Quarta proposizione: che nuove norme siano sempre scritte con il criterio dell’assorbimento delle norme precedenti. Cioè che non si leggano più norme del tipo “Il provvedimento della pubblica amministrazione di cui all’articolo 3 della legge del 1833, come modificato dall’articolo 7 dalla legge del 1927, è ulteriormente modificato”. Non ci vorrebbe molto, anche perché un primo passo è già stato compiuto: cito questa volta il comma 3 dell’articolo 2 della legge n. 212 del 2000 che dice, un po’ timidamente: “I richiami di altre disposizioni si fanno indicando anche il contenuto sintetico della disposizione alla quale si fa rinvio”.

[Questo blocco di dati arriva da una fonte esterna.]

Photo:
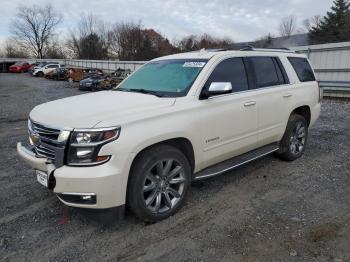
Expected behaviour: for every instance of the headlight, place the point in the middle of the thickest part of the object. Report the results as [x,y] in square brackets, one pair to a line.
[85,145]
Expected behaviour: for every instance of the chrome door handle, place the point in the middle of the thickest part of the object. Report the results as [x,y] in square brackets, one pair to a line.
[250,103]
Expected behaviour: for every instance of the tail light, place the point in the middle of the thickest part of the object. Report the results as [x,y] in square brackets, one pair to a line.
[320,92]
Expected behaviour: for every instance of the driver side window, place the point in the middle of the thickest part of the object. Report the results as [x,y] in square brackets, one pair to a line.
[230,70]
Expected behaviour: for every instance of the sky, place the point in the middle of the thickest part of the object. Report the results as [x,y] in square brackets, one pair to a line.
[243,20]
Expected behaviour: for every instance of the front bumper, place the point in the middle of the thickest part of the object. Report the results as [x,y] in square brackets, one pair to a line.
[107,182]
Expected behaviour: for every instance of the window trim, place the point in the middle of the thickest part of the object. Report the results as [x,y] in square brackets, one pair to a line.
[308,62]
[277,63]
[243,58]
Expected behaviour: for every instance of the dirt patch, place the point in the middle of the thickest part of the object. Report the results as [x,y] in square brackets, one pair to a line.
[323,232]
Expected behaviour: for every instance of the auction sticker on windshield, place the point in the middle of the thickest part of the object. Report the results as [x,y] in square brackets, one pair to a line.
[193,64]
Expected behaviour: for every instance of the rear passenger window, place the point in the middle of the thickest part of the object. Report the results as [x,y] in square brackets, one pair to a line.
[230,70]
[302,68]
[267,71]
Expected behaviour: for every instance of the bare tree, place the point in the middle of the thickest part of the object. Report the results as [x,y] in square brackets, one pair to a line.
[34,26]
[13,50]
[193,42]
[313,22]
[90,39]
[287,26]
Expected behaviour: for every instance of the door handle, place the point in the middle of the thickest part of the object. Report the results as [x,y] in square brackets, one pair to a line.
[250,103]
[287,95]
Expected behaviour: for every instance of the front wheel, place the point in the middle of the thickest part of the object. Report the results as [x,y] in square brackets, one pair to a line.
[293,143]
[159,181]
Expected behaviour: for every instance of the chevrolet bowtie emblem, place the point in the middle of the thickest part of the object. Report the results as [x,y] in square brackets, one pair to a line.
[35,138]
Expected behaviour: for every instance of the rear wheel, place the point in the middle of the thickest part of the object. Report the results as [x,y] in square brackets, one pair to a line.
[158,184]
[294,140]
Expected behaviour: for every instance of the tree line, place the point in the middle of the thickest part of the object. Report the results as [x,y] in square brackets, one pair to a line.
[34,34]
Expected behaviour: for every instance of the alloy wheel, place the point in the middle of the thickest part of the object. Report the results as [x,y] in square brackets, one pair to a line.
[163,186]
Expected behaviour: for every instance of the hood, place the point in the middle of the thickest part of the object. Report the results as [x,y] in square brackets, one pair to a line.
[86,111]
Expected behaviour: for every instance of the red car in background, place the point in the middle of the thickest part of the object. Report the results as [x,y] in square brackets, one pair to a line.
[19,67]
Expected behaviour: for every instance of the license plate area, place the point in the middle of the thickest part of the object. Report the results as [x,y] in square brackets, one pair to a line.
[42,178]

Notate quanto si procede timidamente, perché si parla ancora di un richiamo, mentre una nuova norma non dovrebbe richiamare una norma precedente: dovrebbe assorbirne i contenuti prescrittivi in modo da non costringere il cittadino italiano ad essere necessariamente un’arca di scienza in materia di diritto. E vi assicuro che anche arche di scienza cadono su queste cose. Quinta proposizione. Qualche anno fa è stato calcolato che, se ogni nuova norma si preoccupasse di un compito modesto, e cioè di abrogarne altre dieci o venti, in un arco lungo o lunghissimo di tempo, tra i trenta e i cinquant’anni, riusciremmo ad avere un numero di leggi pari a quello degli altri paesi europei con i quali di solito ci confrontiamo. Ma anche senza avere questo obiettivo ambizioso, non potrebbe ogni nuova legge abrogarne almeno cinque o sei di quelle precedenti facendo un po’ di piazza pulita? Ecco, questa mi pare una buona ricetta di cucina per portare il discorso sul concreto.

Sesta proposizione. Non ci illudiamo, con la moltiplicazione dei centri di legislazione e con l’aumento dei compiti delle regioni si moltiplicheranno le leggi, non diminuiranno. Ma se non ci facciamo illusioni, guardiamo al di là della punta del nostro naso e quindi cominciamo a pensare a codificazioni conoscitive di atti normativi nazionali e di atti normativi regionali. Perché dobbiamo costringere sempre il cittadino a fare, come dire, il va e vieni tra i vari livelli di governo? Vi rendete conto quanto sarà difficile in futuro, con l’ampliamento delle funzioni regionali, sapere in una certa materia dove è collocata la norma, a livello nazionale o a livello regionale? Non sarebbe più semplice, a titolo puramente conoscitivo, fare, non chiamiamoli neppure codici, ma compilazioni di atti, compilazioni che naturalmente dovrebbero recare la fonte da cui provengono le singole prescrizioni? La mia ultima proposizione.

Dato che ho cominciato con la fine del settecento mi sposto alla metà dell’ottocento, epoca nella quale una testa calda osò scrivere che i filosofi fino a quel momento avevano interpretato il mondo e che era ora di cominciare a cambiarlo. Io che non sono così testa calda come quel signore vi proporrei una piccola variante di quella proposizione, che suona più o meno così: noi studiosi e voi politici finora abbiamo parlato della codificazione e della semplificazione, sarebbe ora di farla.